Cabe aos governos estaduais e municipais garantir serviços básicos de saneamento, habitação digna, áreas de lazer e ruas arborizadas – elementos fundamentais para a saúde e bem-estar da população.
A falta de interesse em abordar essas questões apenas acumula problemas para as futuras administrações, tornando ainda mais difícil a vida na cidade. Morar com qualidade e dignidade é um direito universal, e cabe ao Estado fornecer assistência técnica em arquitetura e engenharia para aqueles que não têm recursos para contratá-los diretamente.
A democratização desses serviços não só beneficiaria milhares de famílias, mas também fortaleceria a sociedade como um todo e impulsionaria a economia local.
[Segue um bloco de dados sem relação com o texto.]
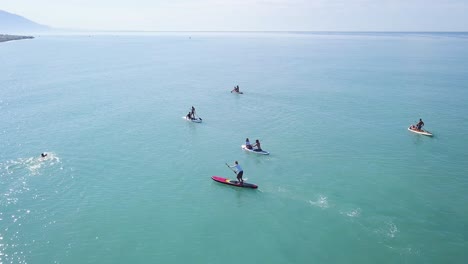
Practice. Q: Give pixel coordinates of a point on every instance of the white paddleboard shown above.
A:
(263, 152)
(421, 132)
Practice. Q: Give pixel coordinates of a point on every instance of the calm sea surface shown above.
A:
(127, 179)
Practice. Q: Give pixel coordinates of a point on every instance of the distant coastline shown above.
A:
(4, 38)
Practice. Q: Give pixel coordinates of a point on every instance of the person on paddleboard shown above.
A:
(236, 89)
(247, 144)
(193, 112)
(257, 144)
(420, 124)
(239, 171)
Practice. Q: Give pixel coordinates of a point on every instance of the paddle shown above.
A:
(231, 168)
(244, 179)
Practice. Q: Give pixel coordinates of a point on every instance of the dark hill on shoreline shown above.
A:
(15, 24)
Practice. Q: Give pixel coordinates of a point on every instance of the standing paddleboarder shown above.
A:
(239, 172)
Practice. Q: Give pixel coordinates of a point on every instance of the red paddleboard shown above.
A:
(233, 182)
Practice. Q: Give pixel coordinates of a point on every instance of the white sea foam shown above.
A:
(321, 202)
(354, 212)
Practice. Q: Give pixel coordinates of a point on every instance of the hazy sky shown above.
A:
(334, 15)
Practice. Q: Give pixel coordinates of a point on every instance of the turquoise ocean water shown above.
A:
(128, 180)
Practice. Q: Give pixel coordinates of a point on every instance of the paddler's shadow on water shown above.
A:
(419, 139)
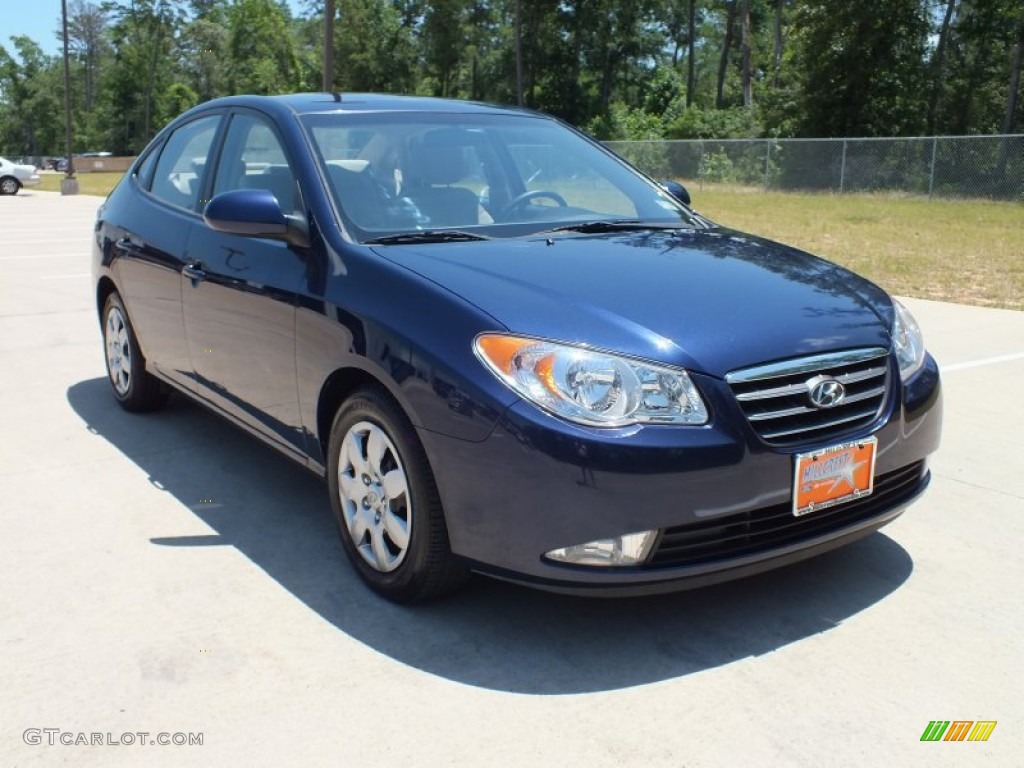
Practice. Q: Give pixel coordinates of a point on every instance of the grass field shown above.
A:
(970, 252)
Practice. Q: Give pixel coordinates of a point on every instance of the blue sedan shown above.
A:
(506, 349)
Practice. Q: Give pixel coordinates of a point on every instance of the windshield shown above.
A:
(486, 175)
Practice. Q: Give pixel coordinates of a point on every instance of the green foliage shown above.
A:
(261, 48)
(862, 67)
(817, 68)
(734, 122)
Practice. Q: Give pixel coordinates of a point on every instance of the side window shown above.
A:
(254, 159)
(179, 169)
(144, 171)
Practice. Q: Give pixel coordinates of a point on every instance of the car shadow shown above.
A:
(494, 635)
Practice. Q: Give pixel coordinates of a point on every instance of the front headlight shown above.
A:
(907, 341)
(592, 388)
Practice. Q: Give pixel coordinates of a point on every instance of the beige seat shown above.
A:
(434, 165)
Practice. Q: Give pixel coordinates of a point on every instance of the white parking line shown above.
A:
(44, 256)
(983, 361)
(46, 238)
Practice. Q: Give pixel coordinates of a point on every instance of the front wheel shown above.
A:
(133, 387)
(386, 504)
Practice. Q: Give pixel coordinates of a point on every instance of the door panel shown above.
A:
(240, 322)
(239, 296)
(152, 246)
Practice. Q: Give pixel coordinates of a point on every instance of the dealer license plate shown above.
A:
(834, 475)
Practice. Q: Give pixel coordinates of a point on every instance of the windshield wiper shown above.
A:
(612, 225)
(425, 236)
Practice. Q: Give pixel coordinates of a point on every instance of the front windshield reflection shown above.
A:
(496, 175)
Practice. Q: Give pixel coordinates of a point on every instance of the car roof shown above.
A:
(306, 103)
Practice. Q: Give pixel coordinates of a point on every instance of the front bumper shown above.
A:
(537, 483)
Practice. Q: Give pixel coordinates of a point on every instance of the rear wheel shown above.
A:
(386, 504)
(133, 387)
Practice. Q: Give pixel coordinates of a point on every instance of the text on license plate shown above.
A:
(834, 475)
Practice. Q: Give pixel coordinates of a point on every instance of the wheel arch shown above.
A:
(103, 289)
(339, 386)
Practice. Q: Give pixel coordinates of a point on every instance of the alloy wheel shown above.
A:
(374, 493)
(118, 350)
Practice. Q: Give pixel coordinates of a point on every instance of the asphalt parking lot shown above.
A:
(167, 573)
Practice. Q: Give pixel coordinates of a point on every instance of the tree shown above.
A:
(33, 88)
(260, 48)
(862, 66)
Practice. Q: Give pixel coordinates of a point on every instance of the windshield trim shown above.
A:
(678, 215)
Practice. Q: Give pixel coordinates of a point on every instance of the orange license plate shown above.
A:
(834, 475)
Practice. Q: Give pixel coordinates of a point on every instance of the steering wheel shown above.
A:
(521, 200)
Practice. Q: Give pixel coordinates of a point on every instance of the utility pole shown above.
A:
(329, 46)
(69, 184)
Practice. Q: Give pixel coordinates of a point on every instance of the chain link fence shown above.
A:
(989, 167)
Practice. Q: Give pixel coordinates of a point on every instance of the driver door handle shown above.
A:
(194, 270)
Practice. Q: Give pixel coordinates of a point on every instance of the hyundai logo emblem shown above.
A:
(825, 391)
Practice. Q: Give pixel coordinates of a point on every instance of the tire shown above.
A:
(386, 503)
(133, 387)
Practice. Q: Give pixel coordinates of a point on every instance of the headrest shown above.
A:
(439, 158)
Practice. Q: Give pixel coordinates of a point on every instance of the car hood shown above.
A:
(712, 301)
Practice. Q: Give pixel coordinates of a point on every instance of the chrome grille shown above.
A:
(776, 399)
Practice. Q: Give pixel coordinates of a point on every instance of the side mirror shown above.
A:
(254, 213)
(677, 190)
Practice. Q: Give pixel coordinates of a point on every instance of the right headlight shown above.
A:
(590, 387)
(907, 341)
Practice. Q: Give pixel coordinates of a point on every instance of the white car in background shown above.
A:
(13, 176)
É importante ressaltar que já existem algumas experiencias e até legislação que favoreça isso, como a Lei nº 11.888/2008, que garante assistência técnica gratuita para habitação de interesse social, mas é preciso o comprometimento político para sua implementação efetiva.
Investir em saneamento e habitação significaria um avanço significativo na qualidade de vida do povo carioca e da baixada. Enquanto isso não acontece, mais de 80% do povo continuará vivendo sob a sombra da incerteza durante a temporada de chuvas, temendo perder o pouco de bens que possui.
Num momento em que o Brasil sediará o G20, com o lema “Construindo um mundo justo e um planeta sustentável”, é inaceitável que a cidade anfitriã do evento ainda enfrente obstáculos relacionados à democratização dos serviços especializados de arquitetura e engenharia. É imprescindível recuperarmos os bons programas como os POUSOs e investir recursos para que a lei de Assistência Técnica se aplique nesta cidade e nas cidades da Baixada Fluminense.